I'm following this link from the caffe website, but they are doing a CNN.

I'm trying to follow along the tutorial and I am stuck when it comes to compiling the model.

I made a prototxt file describes the model architecture, I am trying to make a two layered xor network.

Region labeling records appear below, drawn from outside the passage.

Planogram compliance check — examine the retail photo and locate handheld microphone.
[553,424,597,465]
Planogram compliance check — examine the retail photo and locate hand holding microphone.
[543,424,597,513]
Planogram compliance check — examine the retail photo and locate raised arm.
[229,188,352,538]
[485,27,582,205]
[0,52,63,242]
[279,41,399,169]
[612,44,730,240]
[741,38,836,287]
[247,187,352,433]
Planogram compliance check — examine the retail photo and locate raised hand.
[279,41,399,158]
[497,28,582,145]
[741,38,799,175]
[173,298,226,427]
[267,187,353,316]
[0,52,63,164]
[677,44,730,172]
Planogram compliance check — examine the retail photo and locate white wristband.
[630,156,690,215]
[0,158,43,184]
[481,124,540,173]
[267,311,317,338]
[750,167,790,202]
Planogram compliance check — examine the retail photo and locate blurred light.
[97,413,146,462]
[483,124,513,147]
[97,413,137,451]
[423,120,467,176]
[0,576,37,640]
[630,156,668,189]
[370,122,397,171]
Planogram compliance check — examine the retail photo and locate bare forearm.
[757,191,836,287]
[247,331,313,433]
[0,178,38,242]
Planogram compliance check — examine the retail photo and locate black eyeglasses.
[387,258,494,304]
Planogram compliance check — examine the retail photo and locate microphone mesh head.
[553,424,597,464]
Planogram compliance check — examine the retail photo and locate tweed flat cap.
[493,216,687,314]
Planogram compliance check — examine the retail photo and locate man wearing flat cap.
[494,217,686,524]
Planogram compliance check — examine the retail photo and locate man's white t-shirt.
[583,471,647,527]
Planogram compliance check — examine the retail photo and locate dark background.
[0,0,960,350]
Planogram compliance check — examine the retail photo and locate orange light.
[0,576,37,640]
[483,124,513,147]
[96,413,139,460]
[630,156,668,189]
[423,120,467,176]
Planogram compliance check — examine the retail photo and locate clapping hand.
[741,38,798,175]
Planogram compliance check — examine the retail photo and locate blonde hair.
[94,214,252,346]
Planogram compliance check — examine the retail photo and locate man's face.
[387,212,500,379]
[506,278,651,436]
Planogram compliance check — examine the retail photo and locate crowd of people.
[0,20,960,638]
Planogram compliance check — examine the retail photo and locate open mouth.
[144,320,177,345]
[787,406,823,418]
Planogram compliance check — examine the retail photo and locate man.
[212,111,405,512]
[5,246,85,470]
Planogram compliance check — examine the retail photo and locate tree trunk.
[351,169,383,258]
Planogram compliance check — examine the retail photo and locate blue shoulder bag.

My code is below:

name: "xor_test"

layer {
  name: "data"
  type: "Data"
  transform_param {
    scale: 1
  }
  data_param {
    source: "0 0 0
             1 0 1
             0 1 1
             1 1 0"

    backend: LMDB
    batch_size: 1
  }
  top: "data"
  top: "data"
}

layer {
  name: "ip1"
  type: "InnerProduct"
  param { lr_mult: 1 }
  param { lr_mult: 2 }
  inner_product_param {
    num_output: 3
    weight_filler {
      type: "xavier"
    }
    bias_filler {
      type: "constant"
    }
  }
  bottom: "data"
  top: "ip1"
}

layer {
  name: "tanh1"
  type: "Tanh"
  bottom: "ip1"
  top: "ip1"
}

layer {
  name: "ip2"
  type: "InnerProduct"
  param { lr_mult: 1 }
  param { lr_mult: 2 }
  inner_product_param {
    num_output: 1
    weight_filler {
      type: "xavier"
    }
    bias_filler {
      type: "constant"
    }
  }
  bottom: "ip1"
  top: "ip2"
}

layer {
  name: "tanh2"
  type: "Tanh"
  bottom: "ip2"
  top: "ip2"
}

I don't know if this model is correct, I can't find other examples to reference.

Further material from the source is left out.